Three years later, what happens?
[00:18:11] Speaker B: It's the kickoff of all the global conflict.
[00:18:14] Speaker A: The Great War. The Great war, World War I. And very rapidly, what's like many wars, it starts out, everyone thinks it's going to be a quick excursion, a quick event, and years later it finally ends. And World War I, of course, the mechanized level of destruction and carnage was, was unprecedented. But by the end of that four years of World War, Germany comes out the other side, not only defeated, but economically in disarray. And so for the progress of science, of course, this would be devastating.
So the asylums that Eloise Alzheimer's worked in would become increasingly difficult to keep funded, let alone the economic conditions that would surround Germany in general. Hyperinflation and unemployment would plague Germany throughout the 1920s.
And many of the scientists, physicians who would have been doing this work were killed during the war.
Elias Leila himself would die of kidney failure just before the war really got going.
There's a key actor here which I think further emphasizes how political events intruded. I mentioned him already, which is Oscar Fisher. And in that 1911 case report that Eloise Alzheimer's talks about where he is seriously questioning this distinction between senile and non senile dementia. He mentions the work of Oscar Fisher many times because it's Oscar Fisher who really was leading progress in understanding the neuropathology.
Alzheimer's did good work, but Fisher really was the better guy.
[00:19:41] Speaker B: Yeah, I think one of the overarching questions that I have about Alzheimer is is it brilliance at the right time or what you mentioned the stains that had come out that have really made a lot of these possible or was it more of just luck that happened to be with a capable doctor?

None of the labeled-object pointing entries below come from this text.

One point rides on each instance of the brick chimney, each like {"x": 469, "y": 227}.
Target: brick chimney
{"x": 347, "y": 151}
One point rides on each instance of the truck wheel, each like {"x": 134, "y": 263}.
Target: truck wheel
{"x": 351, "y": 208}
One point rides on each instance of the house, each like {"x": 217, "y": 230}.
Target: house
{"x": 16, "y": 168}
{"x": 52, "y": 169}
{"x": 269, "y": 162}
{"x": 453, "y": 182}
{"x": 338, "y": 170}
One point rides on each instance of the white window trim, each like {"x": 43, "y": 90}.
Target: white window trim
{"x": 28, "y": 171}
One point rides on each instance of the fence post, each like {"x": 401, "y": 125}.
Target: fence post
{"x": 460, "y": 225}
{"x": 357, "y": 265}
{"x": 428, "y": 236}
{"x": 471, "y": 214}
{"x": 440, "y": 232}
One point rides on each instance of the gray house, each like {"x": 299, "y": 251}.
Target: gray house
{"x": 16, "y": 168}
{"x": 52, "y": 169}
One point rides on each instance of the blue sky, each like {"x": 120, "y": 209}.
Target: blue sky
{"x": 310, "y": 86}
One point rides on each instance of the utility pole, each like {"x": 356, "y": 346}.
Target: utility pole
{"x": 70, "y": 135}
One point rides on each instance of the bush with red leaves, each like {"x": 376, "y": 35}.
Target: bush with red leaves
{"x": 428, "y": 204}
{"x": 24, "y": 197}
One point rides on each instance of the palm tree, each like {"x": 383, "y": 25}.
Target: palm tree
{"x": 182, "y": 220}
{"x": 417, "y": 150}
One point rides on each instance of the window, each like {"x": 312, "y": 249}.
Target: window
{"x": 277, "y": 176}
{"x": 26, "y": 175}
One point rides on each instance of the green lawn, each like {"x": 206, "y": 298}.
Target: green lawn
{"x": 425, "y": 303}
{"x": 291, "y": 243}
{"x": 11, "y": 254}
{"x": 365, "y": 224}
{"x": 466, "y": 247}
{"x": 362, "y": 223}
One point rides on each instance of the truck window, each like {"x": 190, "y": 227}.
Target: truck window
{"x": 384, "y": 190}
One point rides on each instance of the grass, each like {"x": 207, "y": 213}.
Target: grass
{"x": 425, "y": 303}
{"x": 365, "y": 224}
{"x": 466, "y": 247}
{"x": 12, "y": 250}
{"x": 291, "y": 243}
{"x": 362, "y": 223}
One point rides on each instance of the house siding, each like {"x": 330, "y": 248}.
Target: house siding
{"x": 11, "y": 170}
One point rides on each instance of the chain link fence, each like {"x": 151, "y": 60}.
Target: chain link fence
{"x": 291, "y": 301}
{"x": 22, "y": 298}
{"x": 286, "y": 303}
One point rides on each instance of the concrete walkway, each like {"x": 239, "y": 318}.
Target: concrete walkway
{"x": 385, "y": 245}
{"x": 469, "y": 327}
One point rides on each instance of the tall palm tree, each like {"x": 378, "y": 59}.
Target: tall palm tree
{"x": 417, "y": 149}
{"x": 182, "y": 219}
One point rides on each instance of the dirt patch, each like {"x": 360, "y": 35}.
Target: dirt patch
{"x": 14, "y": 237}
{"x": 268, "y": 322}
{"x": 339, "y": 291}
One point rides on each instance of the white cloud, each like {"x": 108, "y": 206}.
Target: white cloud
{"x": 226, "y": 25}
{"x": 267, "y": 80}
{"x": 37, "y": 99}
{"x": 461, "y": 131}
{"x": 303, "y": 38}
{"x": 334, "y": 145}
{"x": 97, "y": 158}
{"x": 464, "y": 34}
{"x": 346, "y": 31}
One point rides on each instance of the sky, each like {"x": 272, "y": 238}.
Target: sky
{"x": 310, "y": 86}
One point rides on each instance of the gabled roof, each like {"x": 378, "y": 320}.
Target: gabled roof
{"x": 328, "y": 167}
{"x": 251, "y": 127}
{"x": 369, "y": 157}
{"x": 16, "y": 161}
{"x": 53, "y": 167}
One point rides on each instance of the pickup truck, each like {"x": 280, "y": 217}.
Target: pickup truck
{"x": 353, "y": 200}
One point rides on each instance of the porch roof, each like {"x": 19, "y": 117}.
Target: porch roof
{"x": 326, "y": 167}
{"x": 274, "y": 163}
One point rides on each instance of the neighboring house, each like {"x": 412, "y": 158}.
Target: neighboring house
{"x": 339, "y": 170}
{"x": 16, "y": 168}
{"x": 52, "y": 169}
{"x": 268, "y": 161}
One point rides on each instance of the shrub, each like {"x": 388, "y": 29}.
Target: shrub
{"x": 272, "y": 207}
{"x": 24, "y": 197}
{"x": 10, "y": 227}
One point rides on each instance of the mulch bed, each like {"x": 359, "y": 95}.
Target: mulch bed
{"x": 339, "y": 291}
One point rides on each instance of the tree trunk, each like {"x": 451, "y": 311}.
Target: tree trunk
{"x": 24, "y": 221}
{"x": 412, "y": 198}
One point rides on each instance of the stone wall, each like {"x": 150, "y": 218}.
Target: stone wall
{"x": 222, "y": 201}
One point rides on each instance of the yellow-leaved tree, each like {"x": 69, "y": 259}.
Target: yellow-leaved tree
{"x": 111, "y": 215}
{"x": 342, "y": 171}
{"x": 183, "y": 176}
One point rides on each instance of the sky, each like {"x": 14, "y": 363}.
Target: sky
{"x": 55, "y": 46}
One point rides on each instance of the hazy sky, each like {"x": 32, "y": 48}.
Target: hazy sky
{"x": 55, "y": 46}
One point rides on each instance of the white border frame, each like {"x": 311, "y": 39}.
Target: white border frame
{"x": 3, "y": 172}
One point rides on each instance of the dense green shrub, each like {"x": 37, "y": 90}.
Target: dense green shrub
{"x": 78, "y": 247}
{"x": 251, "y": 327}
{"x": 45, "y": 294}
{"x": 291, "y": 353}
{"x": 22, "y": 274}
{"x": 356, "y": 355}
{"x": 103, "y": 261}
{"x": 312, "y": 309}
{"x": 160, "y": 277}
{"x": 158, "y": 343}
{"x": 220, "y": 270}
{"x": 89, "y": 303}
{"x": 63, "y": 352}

I guess it's when you look back at history, you can't say for sure, but there was a lot of.
It was a lot of luck in terms of the timing of the August Theater case.
[00:20:09] Speaker A: Yeah, yeah, I think so. Oscar Fisher, had he been allowed to continue his work, probably would have, along with, in collaboration with Lars Alzheimer's and Belchowski and others. I think they probably would have reached the general conclusion that senile dementia is a disease caused by these plaques that they're seeing and would have really contributed to casting away the idea that dementia, older adult is quote, normal aging.
But of course, the problem is you've never heard of Oscar Fisher. And few people have heard of Oscar Fisher because Oscar Fisher got swallowed by history. Sure, because Oscar Fisher lived in a difficult time. Post war, he was a socialist and he was a Jew, lived in Prague. And by the 1920s, anti Semitism was on the rise and Oscar Fisher would lose his faculty appointment and so he would lose his laboratory. And so he was no longer able to do this excellent work that he had been doing that Alzheimer's and others were citing and using to do their work as well. And indeed, his life would end in catastrophe because of course, by the 1930s, Germany would be taken over by autocratic fascists. And when they invaded Prague, occupied Prague, Fischer would not only now out of his job, was imprisoned, and within a year later would die under the prison run by the Nazis. And so I often look back on this history and I think if the war hadn't happened, if the post war events, economically and culturally and politically hadn't happened, Alzheimer's could have continued his work. Maybe he was, as I say, he died a kidney failure, but certainly Oscar Fisher could have continued his work. And if Oscar Fisher had continued his work, I think he would have been one of those physicians who would have said senile dementia is caused by a disease. It's these mysterious plaques that we're seeing which were named Fisher's plaques, and they're called Fisher's plaques. These were the amyloid plaques.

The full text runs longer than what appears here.